For investors and developers
For those looking to invest in real estate or build to rent, the tax measures may improve project economic viability — particularly for projects targeting more affordable market segments. Regulatory and bureaucratic risk may also be reduced, provided that the criteria are regulated clearly.
For the speculative segment and foreign buyers
For more speculative market activity or direct foreign buyers, there is a clear signal of protection for the local market. Even so, the luxury segment is unlikely to be significantly affected (it has grown exponentially in Portugal), nor is investment via regulated collective investment vehicles (such as investment funds) with professional management, which allow individual investors to invest without administrative concerns.
Taken together, these measures show a shift in focus: less piecemeal intervention and a stronger attempt to create structural conditions to increase supply — whether through tax policy (VAT, IRS, exemptions, and capital gains), administrative reform (licensing), or the creation of instruments to attract long-term investment. At the same time, the political signal is clear: to prioritise residents’ access to housing and encourage more moderate rental models, without “closing the door” to foreign investment that supports these objectives.

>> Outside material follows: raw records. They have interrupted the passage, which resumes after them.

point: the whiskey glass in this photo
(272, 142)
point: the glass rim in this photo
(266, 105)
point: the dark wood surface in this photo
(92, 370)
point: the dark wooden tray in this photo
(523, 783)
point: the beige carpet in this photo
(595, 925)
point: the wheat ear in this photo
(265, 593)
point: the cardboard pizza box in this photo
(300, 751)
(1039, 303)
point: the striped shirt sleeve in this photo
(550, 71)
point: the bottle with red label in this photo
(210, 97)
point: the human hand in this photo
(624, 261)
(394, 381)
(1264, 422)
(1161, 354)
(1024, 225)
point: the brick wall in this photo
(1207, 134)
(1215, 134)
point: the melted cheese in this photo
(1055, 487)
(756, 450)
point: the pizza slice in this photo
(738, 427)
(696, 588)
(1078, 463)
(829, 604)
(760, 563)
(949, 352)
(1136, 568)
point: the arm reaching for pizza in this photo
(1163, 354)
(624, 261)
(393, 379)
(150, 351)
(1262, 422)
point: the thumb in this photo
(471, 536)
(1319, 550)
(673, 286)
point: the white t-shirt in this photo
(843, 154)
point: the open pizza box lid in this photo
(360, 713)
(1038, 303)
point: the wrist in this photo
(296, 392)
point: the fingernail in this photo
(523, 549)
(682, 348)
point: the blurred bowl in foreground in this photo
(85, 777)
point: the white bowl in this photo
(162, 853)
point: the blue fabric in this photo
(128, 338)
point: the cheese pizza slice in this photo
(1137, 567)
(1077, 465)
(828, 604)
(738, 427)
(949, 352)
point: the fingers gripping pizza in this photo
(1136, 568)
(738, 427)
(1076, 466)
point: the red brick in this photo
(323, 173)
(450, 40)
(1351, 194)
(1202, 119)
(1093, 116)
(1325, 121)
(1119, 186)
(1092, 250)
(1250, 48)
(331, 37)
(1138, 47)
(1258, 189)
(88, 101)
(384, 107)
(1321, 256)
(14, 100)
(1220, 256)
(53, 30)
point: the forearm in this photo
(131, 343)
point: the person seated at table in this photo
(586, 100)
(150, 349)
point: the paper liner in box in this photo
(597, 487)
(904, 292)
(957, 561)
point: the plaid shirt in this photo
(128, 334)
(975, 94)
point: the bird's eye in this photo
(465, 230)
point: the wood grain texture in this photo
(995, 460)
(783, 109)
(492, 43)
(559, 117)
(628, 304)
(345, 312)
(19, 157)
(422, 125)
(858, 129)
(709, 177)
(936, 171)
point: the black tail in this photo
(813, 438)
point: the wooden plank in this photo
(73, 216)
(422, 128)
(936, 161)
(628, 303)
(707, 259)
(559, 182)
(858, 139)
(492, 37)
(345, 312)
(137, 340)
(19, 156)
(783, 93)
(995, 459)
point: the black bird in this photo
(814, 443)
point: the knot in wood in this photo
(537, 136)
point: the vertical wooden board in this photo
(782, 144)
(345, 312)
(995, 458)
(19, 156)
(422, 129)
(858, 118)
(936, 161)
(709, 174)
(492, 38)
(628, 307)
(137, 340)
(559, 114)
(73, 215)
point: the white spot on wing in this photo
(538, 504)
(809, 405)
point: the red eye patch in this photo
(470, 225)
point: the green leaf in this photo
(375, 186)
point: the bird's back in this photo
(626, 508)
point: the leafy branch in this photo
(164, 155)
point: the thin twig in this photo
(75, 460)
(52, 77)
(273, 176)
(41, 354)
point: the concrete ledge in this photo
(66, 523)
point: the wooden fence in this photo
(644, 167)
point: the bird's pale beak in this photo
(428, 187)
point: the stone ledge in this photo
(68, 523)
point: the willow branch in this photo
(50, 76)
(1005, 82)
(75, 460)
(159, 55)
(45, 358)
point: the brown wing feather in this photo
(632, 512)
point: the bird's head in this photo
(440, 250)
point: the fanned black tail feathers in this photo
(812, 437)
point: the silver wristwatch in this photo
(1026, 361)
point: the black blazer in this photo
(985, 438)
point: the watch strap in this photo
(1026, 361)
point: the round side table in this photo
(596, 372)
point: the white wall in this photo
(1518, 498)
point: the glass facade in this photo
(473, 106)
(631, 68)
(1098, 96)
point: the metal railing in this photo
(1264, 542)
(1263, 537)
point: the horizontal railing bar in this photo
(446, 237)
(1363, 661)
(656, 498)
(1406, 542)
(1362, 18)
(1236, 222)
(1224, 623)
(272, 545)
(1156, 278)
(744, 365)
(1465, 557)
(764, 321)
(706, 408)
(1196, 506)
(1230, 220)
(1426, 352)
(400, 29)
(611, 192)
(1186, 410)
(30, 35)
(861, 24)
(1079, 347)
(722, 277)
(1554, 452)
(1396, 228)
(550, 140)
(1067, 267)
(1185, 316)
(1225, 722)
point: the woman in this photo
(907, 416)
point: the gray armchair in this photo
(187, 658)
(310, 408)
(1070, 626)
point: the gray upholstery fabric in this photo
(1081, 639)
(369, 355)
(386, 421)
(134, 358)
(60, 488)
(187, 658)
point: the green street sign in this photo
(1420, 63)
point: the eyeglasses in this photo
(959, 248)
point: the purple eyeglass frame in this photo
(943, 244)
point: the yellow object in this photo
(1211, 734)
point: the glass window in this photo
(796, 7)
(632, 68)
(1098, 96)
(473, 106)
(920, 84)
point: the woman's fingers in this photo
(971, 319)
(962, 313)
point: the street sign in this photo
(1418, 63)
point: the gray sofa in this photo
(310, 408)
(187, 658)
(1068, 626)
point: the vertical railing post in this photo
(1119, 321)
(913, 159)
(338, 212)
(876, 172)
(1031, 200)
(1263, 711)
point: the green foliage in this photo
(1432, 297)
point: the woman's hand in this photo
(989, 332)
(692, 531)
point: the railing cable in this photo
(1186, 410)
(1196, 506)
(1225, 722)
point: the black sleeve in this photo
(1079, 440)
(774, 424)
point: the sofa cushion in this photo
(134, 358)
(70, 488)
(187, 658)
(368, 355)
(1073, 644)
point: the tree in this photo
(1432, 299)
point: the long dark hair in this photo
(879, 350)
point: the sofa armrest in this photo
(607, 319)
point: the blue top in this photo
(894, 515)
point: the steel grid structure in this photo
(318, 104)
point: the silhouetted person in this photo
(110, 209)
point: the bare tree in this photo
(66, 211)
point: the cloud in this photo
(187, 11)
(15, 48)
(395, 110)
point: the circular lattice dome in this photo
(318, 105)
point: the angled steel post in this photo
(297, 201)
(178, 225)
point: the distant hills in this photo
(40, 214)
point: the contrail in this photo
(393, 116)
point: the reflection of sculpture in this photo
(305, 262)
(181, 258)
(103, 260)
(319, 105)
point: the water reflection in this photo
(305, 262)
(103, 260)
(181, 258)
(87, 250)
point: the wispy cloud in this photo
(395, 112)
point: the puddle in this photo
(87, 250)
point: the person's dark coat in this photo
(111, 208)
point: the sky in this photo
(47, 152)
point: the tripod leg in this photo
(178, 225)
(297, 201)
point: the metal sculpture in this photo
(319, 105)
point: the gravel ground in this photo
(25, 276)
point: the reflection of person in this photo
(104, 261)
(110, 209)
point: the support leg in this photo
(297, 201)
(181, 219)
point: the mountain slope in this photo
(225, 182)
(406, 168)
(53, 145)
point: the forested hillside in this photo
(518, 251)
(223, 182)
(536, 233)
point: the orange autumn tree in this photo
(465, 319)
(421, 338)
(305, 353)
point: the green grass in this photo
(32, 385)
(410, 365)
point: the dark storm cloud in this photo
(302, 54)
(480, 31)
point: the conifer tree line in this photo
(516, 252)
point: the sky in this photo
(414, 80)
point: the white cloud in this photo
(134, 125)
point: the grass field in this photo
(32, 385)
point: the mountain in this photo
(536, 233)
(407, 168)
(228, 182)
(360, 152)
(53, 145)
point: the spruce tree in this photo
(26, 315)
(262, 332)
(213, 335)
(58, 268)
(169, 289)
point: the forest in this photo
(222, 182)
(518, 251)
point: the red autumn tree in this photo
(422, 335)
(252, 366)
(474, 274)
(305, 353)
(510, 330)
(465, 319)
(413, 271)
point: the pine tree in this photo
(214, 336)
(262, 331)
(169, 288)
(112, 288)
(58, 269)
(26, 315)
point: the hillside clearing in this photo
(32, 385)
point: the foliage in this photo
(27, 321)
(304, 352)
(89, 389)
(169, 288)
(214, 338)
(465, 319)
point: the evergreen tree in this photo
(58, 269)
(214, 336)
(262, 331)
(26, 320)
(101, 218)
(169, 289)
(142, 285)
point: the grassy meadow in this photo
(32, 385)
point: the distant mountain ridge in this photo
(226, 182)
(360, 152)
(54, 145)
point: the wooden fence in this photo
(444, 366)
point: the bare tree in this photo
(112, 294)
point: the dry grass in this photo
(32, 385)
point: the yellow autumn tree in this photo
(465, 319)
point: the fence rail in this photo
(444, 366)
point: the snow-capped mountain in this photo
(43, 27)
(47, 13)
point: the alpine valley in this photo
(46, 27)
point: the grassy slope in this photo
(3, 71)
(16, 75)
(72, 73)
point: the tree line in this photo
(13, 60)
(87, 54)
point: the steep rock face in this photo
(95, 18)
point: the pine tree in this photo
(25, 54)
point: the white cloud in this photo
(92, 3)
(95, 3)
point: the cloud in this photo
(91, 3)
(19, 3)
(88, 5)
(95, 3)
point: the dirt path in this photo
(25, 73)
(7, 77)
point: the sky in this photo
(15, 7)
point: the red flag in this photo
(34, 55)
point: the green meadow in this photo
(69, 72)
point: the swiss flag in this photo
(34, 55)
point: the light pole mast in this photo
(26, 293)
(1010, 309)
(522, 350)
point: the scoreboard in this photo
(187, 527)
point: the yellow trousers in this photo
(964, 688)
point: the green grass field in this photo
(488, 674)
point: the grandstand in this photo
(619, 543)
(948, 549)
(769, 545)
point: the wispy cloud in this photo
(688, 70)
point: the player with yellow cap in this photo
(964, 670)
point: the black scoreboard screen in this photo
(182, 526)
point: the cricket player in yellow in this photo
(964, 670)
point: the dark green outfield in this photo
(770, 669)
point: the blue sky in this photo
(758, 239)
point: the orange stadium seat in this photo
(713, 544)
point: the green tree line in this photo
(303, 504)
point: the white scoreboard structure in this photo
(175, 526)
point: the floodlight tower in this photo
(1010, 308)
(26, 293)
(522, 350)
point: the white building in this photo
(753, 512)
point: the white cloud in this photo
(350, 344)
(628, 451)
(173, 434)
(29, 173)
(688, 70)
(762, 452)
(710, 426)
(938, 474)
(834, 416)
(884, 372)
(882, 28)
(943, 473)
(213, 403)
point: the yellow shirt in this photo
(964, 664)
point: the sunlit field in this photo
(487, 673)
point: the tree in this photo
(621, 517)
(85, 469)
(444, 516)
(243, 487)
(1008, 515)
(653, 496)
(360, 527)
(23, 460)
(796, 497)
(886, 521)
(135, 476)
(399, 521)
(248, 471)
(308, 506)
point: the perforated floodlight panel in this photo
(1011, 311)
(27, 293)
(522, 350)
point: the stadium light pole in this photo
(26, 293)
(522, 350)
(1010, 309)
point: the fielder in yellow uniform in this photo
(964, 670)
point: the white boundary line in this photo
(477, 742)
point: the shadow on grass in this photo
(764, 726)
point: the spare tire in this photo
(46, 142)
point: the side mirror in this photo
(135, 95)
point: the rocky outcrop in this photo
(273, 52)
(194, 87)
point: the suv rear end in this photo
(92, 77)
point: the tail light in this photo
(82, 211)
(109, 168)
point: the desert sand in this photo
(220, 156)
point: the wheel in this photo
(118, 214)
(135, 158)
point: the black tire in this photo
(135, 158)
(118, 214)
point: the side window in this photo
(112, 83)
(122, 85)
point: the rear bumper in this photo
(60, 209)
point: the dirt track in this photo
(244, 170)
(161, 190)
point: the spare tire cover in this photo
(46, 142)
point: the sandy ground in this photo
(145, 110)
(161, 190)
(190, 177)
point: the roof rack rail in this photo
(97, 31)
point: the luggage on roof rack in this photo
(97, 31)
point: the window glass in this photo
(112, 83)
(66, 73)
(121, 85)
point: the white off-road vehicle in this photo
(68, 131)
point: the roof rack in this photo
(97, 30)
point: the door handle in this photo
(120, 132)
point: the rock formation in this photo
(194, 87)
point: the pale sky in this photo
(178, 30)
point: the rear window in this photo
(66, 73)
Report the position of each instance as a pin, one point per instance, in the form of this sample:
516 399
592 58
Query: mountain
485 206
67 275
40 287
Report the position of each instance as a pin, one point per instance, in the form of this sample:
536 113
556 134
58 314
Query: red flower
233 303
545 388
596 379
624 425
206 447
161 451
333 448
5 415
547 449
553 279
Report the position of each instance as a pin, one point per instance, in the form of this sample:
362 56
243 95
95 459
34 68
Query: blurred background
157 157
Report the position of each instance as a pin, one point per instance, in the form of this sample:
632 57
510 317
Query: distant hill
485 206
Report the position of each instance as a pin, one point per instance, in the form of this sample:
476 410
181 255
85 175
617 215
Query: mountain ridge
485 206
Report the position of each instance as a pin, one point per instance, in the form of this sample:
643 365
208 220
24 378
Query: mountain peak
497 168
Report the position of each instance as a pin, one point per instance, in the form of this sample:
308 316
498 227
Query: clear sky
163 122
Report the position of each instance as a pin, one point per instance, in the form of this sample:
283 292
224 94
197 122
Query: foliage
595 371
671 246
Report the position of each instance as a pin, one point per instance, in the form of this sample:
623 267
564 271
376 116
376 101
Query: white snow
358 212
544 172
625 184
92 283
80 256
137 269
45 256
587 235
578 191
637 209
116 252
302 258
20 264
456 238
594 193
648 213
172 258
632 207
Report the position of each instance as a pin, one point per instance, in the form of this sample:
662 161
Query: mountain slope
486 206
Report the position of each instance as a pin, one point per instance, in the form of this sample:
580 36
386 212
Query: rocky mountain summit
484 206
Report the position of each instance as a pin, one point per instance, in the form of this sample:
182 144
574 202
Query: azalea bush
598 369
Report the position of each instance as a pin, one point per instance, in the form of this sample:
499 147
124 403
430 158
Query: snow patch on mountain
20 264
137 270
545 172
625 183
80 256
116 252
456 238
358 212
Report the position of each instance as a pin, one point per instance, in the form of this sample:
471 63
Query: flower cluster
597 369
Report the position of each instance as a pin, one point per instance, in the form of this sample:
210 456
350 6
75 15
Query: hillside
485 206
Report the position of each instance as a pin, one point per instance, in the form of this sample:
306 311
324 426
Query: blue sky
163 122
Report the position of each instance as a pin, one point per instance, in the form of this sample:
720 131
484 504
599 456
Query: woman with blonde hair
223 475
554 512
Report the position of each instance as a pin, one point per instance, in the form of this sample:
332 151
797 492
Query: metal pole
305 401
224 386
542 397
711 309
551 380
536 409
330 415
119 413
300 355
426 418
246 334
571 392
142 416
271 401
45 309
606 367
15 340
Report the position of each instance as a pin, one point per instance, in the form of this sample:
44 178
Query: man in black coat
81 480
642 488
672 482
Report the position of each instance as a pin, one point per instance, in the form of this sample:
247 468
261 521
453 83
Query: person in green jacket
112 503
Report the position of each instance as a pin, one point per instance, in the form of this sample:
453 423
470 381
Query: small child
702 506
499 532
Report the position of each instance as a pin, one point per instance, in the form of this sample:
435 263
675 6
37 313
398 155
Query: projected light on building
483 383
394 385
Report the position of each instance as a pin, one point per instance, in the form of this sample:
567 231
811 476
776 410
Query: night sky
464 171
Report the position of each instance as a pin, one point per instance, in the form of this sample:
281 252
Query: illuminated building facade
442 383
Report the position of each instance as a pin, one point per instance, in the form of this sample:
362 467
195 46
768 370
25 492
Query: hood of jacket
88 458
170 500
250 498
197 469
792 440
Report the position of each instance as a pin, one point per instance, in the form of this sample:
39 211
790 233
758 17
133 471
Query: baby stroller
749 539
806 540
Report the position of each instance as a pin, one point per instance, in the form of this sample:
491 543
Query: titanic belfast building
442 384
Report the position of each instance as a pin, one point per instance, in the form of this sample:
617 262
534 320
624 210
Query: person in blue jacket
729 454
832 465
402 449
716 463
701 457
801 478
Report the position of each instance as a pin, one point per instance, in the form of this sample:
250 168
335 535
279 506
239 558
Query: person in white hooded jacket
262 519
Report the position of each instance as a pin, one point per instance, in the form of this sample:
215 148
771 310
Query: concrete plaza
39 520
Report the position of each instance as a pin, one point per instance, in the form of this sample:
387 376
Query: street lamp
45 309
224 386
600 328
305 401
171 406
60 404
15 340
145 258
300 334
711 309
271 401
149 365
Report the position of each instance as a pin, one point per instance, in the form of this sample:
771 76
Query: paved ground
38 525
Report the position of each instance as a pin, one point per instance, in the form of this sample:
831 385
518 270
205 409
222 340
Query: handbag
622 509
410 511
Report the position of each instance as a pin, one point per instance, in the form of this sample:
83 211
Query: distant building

The real test, however, will be implementation: the speed at which measures move from paper to practice, the regulatory stability required to plan investments with confidence, and the ability to measure outcomes. If implementation is consistent and the assessment mechanisms in 2029 are used to correct shortcomings, this reform could represent a decisive step towards balancing the market and restoring predictability for citizens and investors.